Dinner at the Homesick Restaurant (by Anne Tyler)

Dinner at the Homesick Restaurant by Anne Tyler
(Amazon UK link)
Re-reading my collection of Anne Tyler novels nearly twenty years after first reading them, I’ve entirely forgotten the storylines as well as the characters. That’s good in that it means they feel almost like new books - but since I generally don’t check in advance what I thought of them previously, I might sometimes re-read a book which I didn’t much like first time round.


I last read ‘Dinner at the Homesick Restaurant’ back in 2004. So I had no recollection of it at all - and was slightly surprised at the opening paragraph, which informs us that Pearl Tull, a woman in her eighties, is dying. She’s bedridden and almost blind, but her mind is still active. Her son Ezra is with her, and she starts thinking about the past…


The book, set in small town America, takes the form of reminiscences over the decades. Each chapter is written from the point of view of one of Pearl’s three children in turn, and one or two other characters too, later in the book.  Cody, her eldest, is smooth-talking, generally popular, and rather a narcissist. He’s extremely competitive, and has always been jealous of his brother in ways that sometimes have quite unpleasant repercussions. He’s quite manipulative and not above cheating at times… and yet he’s oddly appealing as a character.


Ezra is the middle child, possibly her favourite. He’s intelligent, but slower-moving than his brother, more relaxed and accepting, and far too trusting. Ezra likes to keep his family close, to organise gatherings and meals. He is the owner of a restaurant and in the course of the book he tries to arrange several family meals at his restaurant, only to have them turn out badly for various reasons.


Jenny is the youngest. She’s highly focussed and academic right from the start, determined to be a doctor. Jenny barely remembers their father, who walked out when she was a child - and, bizarrely, Pearl kept pretending, for years, that he had just left on a long business trip. 


So the book gradually unfolds, showing us snapshots in the lives of each of these three, with different perspectives as we see events through different eyes. Pearl, it’s clear, has been extremely stressed over the years and in many ways was an unpleasant, almost abusive mother - and yet her adult children have turned out reasonably well, and stay in touch with each other, albeit loosely. 
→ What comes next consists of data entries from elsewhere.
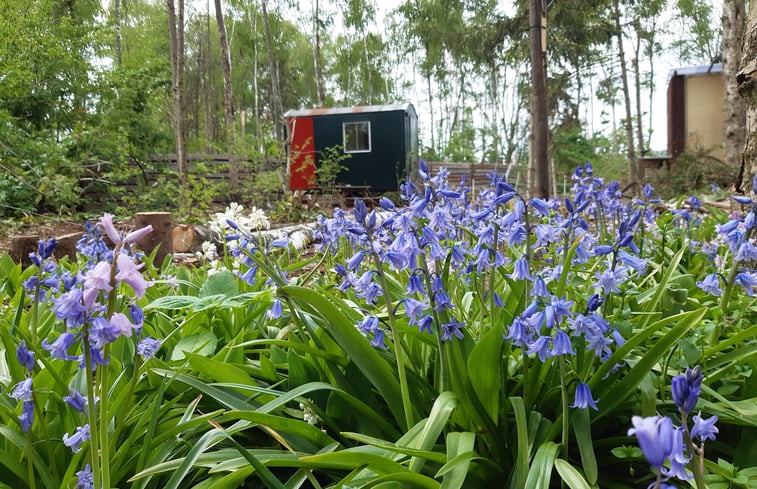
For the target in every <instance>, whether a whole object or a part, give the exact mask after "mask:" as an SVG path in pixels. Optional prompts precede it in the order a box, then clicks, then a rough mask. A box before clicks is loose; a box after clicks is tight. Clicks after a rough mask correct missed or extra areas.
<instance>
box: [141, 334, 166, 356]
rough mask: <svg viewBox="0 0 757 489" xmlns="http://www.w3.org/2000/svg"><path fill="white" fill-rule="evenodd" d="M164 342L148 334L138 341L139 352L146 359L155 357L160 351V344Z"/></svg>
mask: <svg viewBox="0 0 757 489" xmlns="http://www.w3.org/2000/svg"><path fill="white" fill-rule="evenodd" d="M162 344H163V343H162V342H161V341H160V340H156V339H153V338H150V337H149V336H146V337H144V338H142V339H141V340H139V343H137V354H139V355H140V356H141V357H142V358H143V359H145V360H147V359H148V358H155V354H156V353H157V352H158V350H159V349H160V345H162Z"/></svg>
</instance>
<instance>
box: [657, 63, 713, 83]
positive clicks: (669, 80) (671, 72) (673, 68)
mask: <svg viewBox="0 0 757 489" xmlns="http://www.w3.org/2000/svg"><path fill="white" fill-rule="evenodd" d="M722 72H723V63H712V64H709V65H700V66H684V67H682V68H673V69H672V70H670V71H669V72H668V81H670V79H671V78H673V77H674V76H698V75H710V74H713V73H722Z"/></svg>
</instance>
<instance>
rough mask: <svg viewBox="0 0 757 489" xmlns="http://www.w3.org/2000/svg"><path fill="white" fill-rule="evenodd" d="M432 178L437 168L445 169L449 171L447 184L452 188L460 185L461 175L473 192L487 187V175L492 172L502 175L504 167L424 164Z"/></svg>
mask: <svg viewBox="0 0 757 489" xmlns="http://www.w3.org/2000/svg"><path fill="white" fill-rule="evenodd" d="M426 165H428V169H429V170H430V171H431V174H432V176H433V175H434V174H436V172H437V171H439V168H446V169H447V171H449V184H450V186H451V187H454V186H456V185H458V184H459V183H460V179H461V178H462V176H463V175H465V177H466V182H467V183H466V184H467V185H468V186H469V187H471V189H473V190H474V191H475V190H477V189H480V188H484V187H487V186H489V184H490V180H489V177H488V175H489V173H491V171H492V170H495V171H497V172H498V173H500V174H504V172H505V166H504V165H496V164H493V163H450V162H438V161H433V162H426Z"/></svg>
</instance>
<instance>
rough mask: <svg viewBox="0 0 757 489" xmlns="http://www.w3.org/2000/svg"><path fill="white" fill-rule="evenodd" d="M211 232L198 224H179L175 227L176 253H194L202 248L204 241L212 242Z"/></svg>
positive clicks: (173, 231)
mask: <svg viewBox="0 0 757 489" xmlns="http://www.w3.org/2000/svg"><path fill="white" fill-rule="evenodd" d="M210 240H211V237H210V230H208V229H207V228H205V227H203V226H199V225H197V224H178V225H176V226H174V227H173V238H172V241H173V251H174V253H192V252H194V251H198V250H199V249H200V248H201V247H202V243H203V241H210Z"/></svg>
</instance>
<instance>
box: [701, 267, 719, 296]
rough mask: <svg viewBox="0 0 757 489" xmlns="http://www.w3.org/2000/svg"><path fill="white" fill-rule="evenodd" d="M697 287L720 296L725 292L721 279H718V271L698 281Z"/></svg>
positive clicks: (708, 292) (712, 293) (714, 295)
mask: <svg viewBox="0 0 757 489" xmlns="http://www.w3.org/2000/svg"><path fill="white" fill-rule="evenodd" d="M697 287H699V288H700V289H702V290H704V291H705V292H707V293H709V294H712V295H714V296H718V297H719V296H720V295H721V294H722V293H723V291H722V290H720V281H719V280H718V274H717V273H711V274H709V275H707V276H706V277H705V278H704V280H699V281H697Z"/></svg>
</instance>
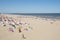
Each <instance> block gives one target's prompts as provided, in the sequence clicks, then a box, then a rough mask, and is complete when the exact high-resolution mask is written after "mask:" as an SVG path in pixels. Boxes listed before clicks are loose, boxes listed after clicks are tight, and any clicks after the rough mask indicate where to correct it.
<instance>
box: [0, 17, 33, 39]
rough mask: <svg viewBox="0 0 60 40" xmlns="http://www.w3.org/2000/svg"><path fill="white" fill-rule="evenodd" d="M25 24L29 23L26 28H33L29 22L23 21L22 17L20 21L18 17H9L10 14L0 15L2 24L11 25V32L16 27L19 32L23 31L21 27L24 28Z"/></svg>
mask: <svg viewBox="0 0 60 40" xmlns="http://www.w3.org/2000/svg"><path fill="white" fill-rule="evenodd" d="M23 24H25V25H26V24H27V26H26V27H25V29H24V30H29V29H28V28H30V29H32V28H31V27H30V24H28V23H22V22H21V19H20V21H17V18H13V17H8V16H0V25H2V26H4V27H5V26H7V25H10V26H11V27H10V28H9V31H10V32H14V30H13V28H14V29H16V28H18V31H19V33H21V32H22V30H21V29H22V28H23V26H22V25H23ZM12 27H13V28H12ZM22 36H23V38H25V37H24V34H23V35H22Z"/></svg>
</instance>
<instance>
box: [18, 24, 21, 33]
mask: <svg viewBox="0 0 60 40" xmlns="http://www.w3.org/2000/svg"><path fill="white" fill-rule="evenodd" d="M21 28H22V25H21V24H19V25H18V31H19V33H20V32H22V31H21Z"/></svg>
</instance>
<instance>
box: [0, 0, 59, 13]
mask: <svg viewBox="0 0 60 40" xmlns="http://www.w3.org/2000/svg"><path fill="white" fill-rule="evenodd" d="M0 12H2V13H60V0H0Z"/></svg>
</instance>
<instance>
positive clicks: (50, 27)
mask: <svg viewBox="0 0 60 40" xmlns="http://www.w3.org/2000/svg"><path fill="white" fill-rule="evenodd" d="M4 17H5V18H4ZM0 18H1V19H2V22H1V20H0V40H60V20H59V19H46V18H41V17H36V16H29V15H11V14H10V15H9V14H0ZM11 19H12V20H14V22H15V23H17V24H15V26H14V25H13V26H12V25H11V24H9V23H12V21H10V20H11ZM3 24H5V25H3ZM19 24H22V28H21V32H20V33H19V31H18V28H17V26H18V25H19ZM26 26H30V28H28V27H27V28H28V29H24V28H25V27H26ZM14 27H16V28H14ZM9 28H13V31H12V32H11V31H9ZM24 37H25V38H24Z"/></svg>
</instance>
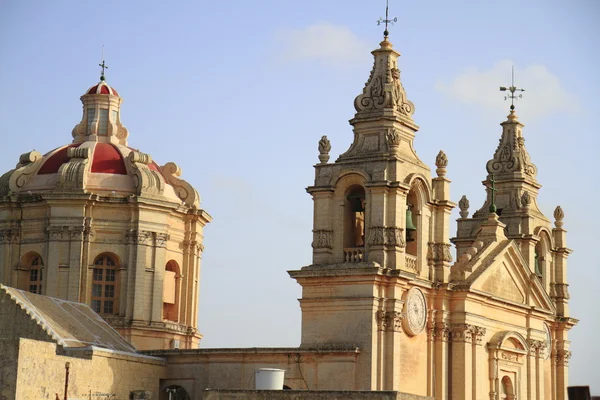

The writing is good, as is the characterisation, but the pace is a bit slow for my tastes, and when I picked up the book some evenings I had to re-read a couple of pages to remind myself who was speaking and what was going on.  Anne Tyler has a gift for observation, and I love some of her phraseology; yet this book didn’t really grab me. It’s a circular kind of book, starting with Pearl on her deathbed, seeing her children growing up to the present date, right up to - and after - the point where she dies. 


It’s a character-based book, without a great deal of plot, and I wouldn’t particularly recommend it as an introduction to this author’s work. But it’s a pleasant enough story, and I might even read it again in another couple of decades.